Morlu: Weah must lead on fiscal discipline and good governance matters. As I said once to the New York Times, “only the Liberian president can solve Liberia’s fundamental poor governance problems and get that country moving in the right direction.”

Response: The President has shown massive commitment to undertaking difficult reforms. The right direction is reforming the wage bill to find more resources for development. The right direction is equal pay for equal work. The right direction is more roads and agriculture investment. The right direction is improved governance, like setting up a special court for fighting corruption, which is part of the IMF-Supported program. The right direction is NOT borrowing from the Central Bank, which the President announced in this economic speech and which is the policy supporting the relations between the fiscal and monetary authorities under the program.

This President began by voluntarily slashing his own salary by 25 percent and by setting a minister’s pay as the highest level of pay in the public service. This was a landmark decision that influenced and preceded the entire Harmonization. The National Legislature has now joined these reforms by passing a National Standardization and Remuneration Act, which imposed cuts on the legislative and judicial branches of Government.

No Liberian president has undertaken massive reforms in so short a time as President George Manneh Weah. The President is committed to sustaining these reforms for the betterment of all Liberians.

Morlu: The Nation has fallen, yet again. I feel so bad for Liberia.

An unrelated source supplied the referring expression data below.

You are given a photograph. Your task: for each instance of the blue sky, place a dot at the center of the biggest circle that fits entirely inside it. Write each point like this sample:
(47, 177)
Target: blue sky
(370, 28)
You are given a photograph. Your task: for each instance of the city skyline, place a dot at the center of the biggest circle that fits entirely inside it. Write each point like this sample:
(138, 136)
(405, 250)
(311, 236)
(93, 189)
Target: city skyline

Response: Quite to the contrary, the nation has risen and is on the right path. The nation will fall without an IMF program since all Liberia’s traditional partners will withdraw and the country’s international reputation will be at stake. It is easy to damage Liberia’s reputation without the IMF. It is not easy to do so in the presence of the IMF.

Conclusion

As we embark on a path of reform, we advise politicians, pundits ‘expert’s and ‘analysts’ to aim to provide factual information and serious analysis on the range of issues affecting our people. Our country is at a critical stage of its development and economic transformation and these observed patterns of over-politicization and distractions are unhealthy for public discourse.

Overcoming our challenges as a country will require an honest collaborative effort from all Liberians, avoiding the politics self-destruction!

The IMF-Supported program will provide an impetus for our economic resilience and long-term growth. It is a Government-led program that is agreed with the IMF. But it is NOT a magic wand. We are committed to the reforms under the Program and these will see us through in the months and years ahead.